Chroniques

par bertrand bolognesi

Frédéric Chopin
Concerto pour piano n°1 – pièces pour piano

1 CD Harmonia Mundi (2006)
HMU 907402
Frédéric Chopin | Concerto pour piano n°1 – etc.

Tout ne commence pas aussi bien qu'on l'avait rêvé, dans ce disque consacré àChopin. En effet, à la tête de l'Orchestre Philharmonique de Varsovie, Antoni Wit livre une version relativement brumeuse du Concerto en mi mineur Op.11 n°1 qu'il ouvre avec une lourdeur plus qu'appuyée. Par la suite, il en cisèle un peu plus clairement les échanges entre pupitres, dans une lecture toute beethovenienne. Mais, dans l'ensemble, le résultat demeure épais, brutal et sans tonicité, parfois même sourd.

Heureusement, après cinq minutes, le piano fait son entrée. À l'Allegro maestoso Olga Kern ménage un legato d'une tendresse remarquable, une articulation lovée dans une pâte caressante, et réserve aux vocalises plus futiles de l'aigu une accentuation plus soutenue. C'est dans une exquise délicatesse qu'elle amorce le retour du thème, avant de s'engager avec plus de muscle que jamais dans la faconde qui suit.

Pourtant, à la décharge de la pianiste comme du chef, il semble que cet enregistrement n'avantage pas le rendu général, sa couleur générale noyant sous les graves la lumière possible de ce Concerto, sans traduire la nécessaire sensation d'espace au son transmis. L'on écoute ce CD chez soi, et l'on ne reconnait pas les qualités habituelles de l'équipement Hi-fi ; on tente l'expérience chez des amis, puis sur un baladeur, l'intrusion d'écouteurs promettant une approche plus intime : rien n'y fait, le son reste sans dynamique, les instruments désespérément loin.

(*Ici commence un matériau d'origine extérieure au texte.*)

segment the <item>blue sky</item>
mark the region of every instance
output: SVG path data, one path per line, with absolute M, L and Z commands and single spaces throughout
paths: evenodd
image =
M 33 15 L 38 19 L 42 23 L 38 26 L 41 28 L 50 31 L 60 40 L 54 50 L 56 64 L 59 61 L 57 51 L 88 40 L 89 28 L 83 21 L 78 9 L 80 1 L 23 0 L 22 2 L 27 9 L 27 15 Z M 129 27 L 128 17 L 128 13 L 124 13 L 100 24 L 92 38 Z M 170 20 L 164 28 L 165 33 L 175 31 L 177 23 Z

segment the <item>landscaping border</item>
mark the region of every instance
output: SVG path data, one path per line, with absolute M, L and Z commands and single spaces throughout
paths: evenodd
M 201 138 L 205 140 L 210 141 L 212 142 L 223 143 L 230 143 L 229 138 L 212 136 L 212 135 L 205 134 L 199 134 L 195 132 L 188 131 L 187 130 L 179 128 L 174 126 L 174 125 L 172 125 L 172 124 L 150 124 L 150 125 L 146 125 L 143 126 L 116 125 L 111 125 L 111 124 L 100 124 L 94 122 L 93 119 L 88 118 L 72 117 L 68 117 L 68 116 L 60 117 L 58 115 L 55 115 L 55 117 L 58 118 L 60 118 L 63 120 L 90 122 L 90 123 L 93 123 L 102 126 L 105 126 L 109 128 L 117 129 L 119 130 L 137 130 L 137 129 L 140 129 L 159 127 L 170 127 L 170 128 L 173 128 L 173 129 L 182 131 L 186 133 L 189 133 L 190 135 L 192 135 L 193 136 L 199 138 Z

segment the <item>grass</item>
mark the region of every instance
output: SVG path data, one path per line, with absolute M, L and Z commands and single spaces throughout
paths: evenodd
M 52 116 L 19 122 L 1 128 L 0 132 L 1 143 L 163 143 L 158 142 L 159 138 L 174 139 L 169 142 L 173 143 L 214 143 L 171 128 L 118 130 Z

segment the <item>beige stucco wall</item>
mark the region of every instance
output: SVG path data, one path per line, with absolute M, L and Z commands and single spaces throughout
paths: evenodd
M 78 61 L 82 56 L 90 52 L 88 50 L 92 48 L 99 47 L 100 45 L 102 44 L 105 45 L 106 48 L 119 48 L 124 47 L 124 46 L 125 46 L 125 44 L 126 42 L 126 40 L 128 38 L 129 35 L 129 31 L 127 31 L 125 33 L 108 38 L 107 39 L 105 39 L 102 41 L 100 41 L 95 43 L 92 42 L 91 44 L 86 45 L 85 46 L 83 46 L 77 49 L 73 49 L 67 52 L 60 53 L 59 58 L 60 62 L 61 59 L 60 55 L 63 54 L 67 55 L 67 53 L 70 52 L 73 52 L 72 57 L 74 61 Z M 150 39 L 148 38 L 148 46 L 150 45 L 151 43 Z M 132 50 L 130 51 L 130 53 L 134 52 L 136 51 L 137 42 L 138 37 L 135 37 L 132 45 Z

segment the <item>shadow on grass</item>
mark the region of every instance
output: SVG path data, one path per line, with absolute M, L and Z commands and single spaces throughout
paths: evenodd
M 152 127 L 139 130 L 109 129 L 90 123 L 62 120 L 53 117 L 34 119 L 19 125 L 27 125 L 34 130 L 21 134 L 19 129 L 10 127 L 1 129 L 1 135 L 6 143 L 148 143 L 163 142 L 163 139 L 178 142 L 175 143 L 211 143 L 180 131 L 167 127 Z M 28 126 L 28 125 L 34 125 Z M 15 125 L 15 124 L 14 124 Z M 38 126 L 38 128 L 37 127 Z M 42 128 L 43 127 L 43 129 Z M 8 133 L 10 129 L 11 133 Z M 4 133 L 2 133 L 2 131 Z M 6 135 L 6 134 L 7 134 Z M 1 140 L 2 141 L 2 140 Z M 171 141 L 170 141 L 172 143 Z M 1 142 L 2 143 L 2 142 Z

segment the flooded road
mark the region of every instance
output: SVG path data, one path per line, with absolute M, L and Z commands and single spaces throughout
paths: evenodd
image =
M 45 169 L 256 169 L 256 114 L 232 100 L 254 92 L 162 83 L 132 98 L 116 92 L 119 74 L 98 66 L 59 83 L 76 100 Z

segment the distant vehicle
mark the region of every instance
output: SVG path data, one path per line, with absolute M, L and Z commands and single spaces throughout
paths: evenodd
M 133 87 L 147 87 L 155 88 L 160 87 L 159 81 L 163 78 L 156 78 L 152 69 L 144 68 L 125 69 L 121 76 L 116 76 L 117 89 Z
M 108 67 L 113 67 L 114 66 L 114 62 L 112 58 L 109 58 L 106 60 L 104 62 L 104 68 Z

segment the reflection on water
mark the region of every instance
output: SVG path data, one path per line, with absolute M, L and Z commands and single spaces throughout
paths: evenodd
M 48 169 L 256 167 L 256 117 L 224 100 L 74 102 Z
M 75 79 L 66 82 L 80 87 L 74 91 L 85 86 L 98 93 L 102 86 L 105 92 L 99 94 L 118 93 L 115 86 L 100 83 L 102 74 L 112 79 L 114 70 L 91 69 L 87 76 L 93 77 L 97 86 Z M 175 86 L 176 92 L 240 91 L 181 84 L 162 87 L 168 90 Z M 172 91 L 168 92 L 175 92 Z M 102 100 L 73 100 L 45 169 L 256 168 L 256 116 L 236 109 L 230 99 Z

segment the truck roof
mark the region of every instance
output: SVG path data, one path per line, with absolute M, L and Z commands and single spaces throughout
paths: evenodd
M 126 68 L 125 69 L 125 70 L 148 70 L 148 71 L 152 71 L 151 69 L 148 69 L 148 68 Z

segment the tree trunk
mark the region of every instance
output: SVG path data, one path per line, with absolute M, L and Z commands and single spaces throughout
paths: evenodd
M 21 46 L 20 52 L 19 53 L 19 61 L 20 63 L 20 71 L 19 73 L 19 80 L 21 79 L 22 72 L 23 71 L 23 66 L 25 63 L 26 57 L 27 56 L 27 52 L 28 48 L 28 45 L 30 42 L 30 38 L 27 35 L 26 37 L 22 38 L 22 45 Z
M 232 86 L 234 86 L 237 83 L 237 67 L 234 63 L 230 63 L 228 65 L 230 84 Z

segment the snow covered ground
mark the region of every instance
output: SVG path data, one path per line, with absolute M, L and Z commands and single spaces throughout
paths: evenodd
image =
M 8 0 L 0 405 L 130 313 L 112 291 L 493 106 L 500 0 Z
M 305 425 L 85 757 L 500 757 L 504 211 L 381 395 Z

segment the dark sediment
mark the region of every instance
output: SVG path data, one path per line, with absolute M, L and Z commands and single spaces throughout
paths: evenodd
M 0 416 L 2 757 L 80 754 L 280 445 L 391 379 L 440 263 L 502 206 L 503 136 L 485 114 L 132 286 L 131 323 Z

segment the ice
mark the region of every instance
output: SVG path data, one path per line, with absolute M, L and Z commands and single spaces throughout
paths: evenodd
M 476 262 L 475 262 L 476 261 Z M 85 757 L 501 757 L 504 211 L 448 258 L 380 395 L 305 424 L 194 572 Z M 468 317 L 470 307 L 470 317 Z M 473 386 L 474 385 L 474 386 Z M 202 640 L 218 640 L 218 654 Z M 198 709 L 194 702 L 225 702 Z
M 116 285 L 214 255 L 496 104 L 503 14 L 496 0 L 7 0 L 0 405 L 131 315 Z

Dans ces conditions, il serait hasardeux de commenter plus avant l'interprétation d'Olga Kern. À la suite du Concerto, pourtant, quatre pièces pour piano seul attirent notre attention, confirmant l'impression évoquée précédemment. Et il se trouve que leur prise de son s'est faite dans un autre studio ! Cette fois, nous reconnaissons les grandes qualités de la pianiste russe, dès la Fantaisie en fa mineur Op.49 qu'elle amène de très loin, dans un recueillement qui n'en rendra que plus dramatiques les volutes suivantes. On saluera l'esprit qui habite sa lecture du Bolero Op.19, dont les véloces appoggiatures se font ici délicieuses élucubrations colorature. Fluidité et orchestration sont au rendez-vous dans la Fantaisie-Impromptu Op.66, révélant sa mélodie dans une éclaircie fragile bientôt reprise en un dolcississimo d'une sensibilité indicible. C'est par la plus célèbre des Polonaises que s'achève ce petit récital, la Polonaise en la bémol majeur Op.53, donnée avec le brio attendu, sans que jamais l'artiste force le trait.